Cinq axes stratégiques pour transformer le modèle agricole
Selon l’Agence ivoirienne de presse, le plan repose sur cinq priorités majeures :
- Compétitivité et productivité agricoles
Modernisation des pratiques, mécanisation accrue, digitalisation des opérations et utilisation de drones pour optimiser le suivi des cultures. - Conseil de proximité personnalisé
Renforcement de l’encadrement des producteurs grâce à un maillage territorial étendu : 60 zones d’intervention et 1 100 centres ruraux. - Accès facilité aux intrants et au matériel agricole
L’objectif est d’améliorer la qualité des semences, l’accès aux engrais et à la mécanisation, aujourd’hui limités dans de nombreuses zones rurales. - Développement rural intégré
Appui aux organisations professionnelles, sensibilisation à la nutrition et à la santé communautaire, accompagnement des collectivités locales dans la planification territoriale. - Modernisation de l’élevage
Programmes ciblant les filières bovine, ovine et porcine pour accroître les rendements et améliorer la gestion des troupeaux.
Objectifs : doubler les rendements dans plusieurs filières
L’ANADER vise une montée en puissance rapide des cultures vivrières clés : riz, maïs, manioc, maraîchers.
Dans un communiqué, l’institution détaille des objectifs ambitieux :
- Manioc : de 22 à 45 tonnes/ha
- Riz : de 4 à 8 tonnes/ha
Ces gains reposeront sur une intensification raisonnée, l’introduction de technologies modernes, et un meilleur encadrement technique des producteurs.
Un pays encore très dépendant des importations alimentaires
Malgré un fort potentiel agricole, la Côte d’Ivoire reste l’un des plus grands importateurs alimentaires d’Afrique de l’Ouest.
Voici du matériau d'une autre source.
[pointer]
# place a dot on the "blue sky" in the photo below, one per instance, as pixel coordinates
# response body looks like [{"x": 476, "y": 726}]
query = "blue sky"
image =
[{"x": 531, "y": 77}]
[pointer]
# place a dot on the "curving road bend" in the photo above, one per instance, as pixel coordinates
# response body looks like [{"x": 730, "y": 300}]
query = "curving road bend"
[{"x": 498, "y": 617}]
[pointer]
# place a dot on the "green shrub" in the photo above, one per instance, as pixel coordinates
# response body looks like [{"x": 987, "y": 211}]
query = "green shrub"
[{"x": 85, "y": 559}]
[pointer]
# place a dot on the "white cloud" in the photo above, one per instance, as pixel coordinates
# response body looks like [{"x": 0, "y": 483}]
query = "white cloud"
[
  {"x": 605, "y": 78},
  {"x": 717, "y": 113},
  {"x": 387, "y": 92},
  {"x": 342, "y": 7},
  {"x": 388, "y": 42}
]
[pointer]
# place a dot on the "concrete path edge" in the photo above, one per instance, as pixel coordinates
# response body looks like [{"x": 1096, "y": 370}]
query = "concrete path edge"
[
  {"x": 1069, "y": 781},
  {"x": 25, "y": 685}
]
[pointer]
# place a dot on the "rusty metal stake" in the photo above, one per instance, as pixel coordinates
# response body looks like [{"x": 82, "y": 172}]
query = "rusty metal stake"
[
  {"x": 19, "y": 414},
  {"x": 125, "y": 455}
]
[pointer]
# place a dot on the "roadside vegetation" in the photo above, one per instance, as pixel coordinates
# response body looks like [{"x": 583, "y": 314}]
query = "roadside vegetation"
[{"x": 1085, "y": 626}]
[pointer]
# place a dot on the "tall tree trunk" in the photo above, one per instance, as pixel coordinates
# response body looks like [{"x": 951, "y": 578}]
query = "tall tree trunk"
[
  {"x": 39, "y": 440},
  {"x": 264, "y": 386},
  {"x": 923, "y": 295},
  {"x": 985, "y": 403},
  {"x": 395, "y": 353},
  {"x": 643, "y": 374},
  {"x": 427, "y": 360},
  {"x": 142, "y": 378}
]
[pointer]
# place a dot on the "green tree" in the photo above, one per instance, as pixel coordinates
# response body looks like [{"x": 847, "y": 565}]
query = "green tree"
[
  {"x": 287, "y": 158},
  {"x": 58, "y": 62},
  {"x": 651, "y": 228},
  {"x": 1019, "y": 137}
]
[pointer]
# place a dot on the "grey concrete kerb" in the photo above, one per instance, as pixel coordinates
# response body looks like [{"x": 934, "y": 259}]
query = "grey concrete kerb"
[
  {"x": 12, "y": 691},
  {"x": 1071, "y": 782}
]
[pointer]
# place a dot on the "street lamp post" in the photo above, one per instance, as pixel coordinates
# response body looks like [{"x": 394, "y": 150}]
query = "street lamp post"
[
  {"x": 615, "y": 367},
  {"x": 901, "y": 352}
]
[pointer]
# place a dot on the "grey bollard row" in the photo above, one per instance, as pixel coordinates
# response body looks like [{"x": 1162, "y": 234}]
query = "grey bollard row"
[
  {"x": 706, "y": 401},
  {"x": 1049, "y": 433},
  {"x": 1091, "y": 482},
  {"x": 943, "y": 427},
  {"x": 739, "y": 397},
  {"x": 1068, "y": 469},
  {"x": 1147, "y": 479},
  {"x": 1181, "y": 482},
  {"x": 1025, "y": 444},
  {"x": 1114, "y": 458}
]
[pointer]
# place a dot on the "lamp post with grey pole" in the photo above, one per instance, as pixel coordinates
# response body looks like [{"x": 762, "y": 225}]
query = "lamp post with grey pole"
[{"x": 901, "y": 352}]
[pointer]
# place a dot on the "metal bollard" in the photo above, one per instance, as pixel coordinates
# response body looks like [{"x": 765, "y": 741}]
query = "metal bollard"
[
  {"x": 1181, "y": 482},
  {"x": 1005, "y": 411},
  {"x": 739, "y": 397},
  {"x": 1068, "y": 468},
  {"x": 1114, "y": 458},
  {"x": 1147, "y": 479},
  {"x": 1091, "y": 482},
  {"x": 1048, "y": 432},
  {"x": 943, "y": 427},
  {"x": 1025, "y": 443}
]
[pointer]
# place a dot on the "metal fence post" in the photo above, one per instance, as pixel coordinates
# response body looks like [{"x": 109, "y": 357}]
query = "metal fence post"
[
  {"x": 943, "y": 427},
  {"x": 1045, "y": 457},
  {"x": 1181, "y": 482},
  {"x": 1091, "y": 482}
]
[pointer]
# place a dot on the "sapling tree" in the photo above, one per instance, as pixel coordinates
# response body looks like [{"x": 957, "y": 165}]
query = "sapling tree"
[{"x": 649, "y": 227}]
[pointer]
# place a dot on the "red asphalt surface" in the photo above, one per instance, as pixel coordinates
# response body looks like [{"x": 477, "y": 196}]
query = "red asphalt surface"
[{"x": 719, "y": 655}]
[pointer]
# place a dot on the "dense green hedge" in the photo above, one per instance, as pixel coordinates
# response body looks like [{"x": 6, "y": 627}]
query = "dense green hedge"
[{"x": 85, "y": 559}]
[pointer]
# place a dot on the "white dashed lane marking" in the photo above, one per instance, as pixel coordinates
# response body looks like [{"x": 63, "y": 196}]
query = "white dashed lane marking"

Selon une étude de la CNUCED publiée en juillet 2025, le pays a importé 2,89 milliards $ de produits agricoles et alimentaires entre 2021 et 2023.
Les principaux postes de dépenses reflètent les priorités du plan ANADER :
- le riz, dont la consommation dépasse largement la production locale ;
- les viandes et abats comestibles, toujours importés en volumes importants.
Cette dépendance fragilise la souveraineté alimentaire et pèse sur la balance commerciale, d’où la nécessité d’investissements structurants pour rééquilibrer l’offre locale.
Une étape majeure de la politique agricole nationale
Avec ce nouveau plan stratégique, l’ANADER confirme son rôle central dans l’accompagnement du monde rural. En misant sur la productivité, la technologie et la transformation locale, la Côte d’Ivoire espère réduire sa facture alimentaire et renforcer durablement la sécurité alimentaire nationale.
La réussite de cette feuille de route sera déterminante pour répondre aux besoins croissants d’une population en expansion et pour consolider le rôle du pays comme puissance agricole régionale.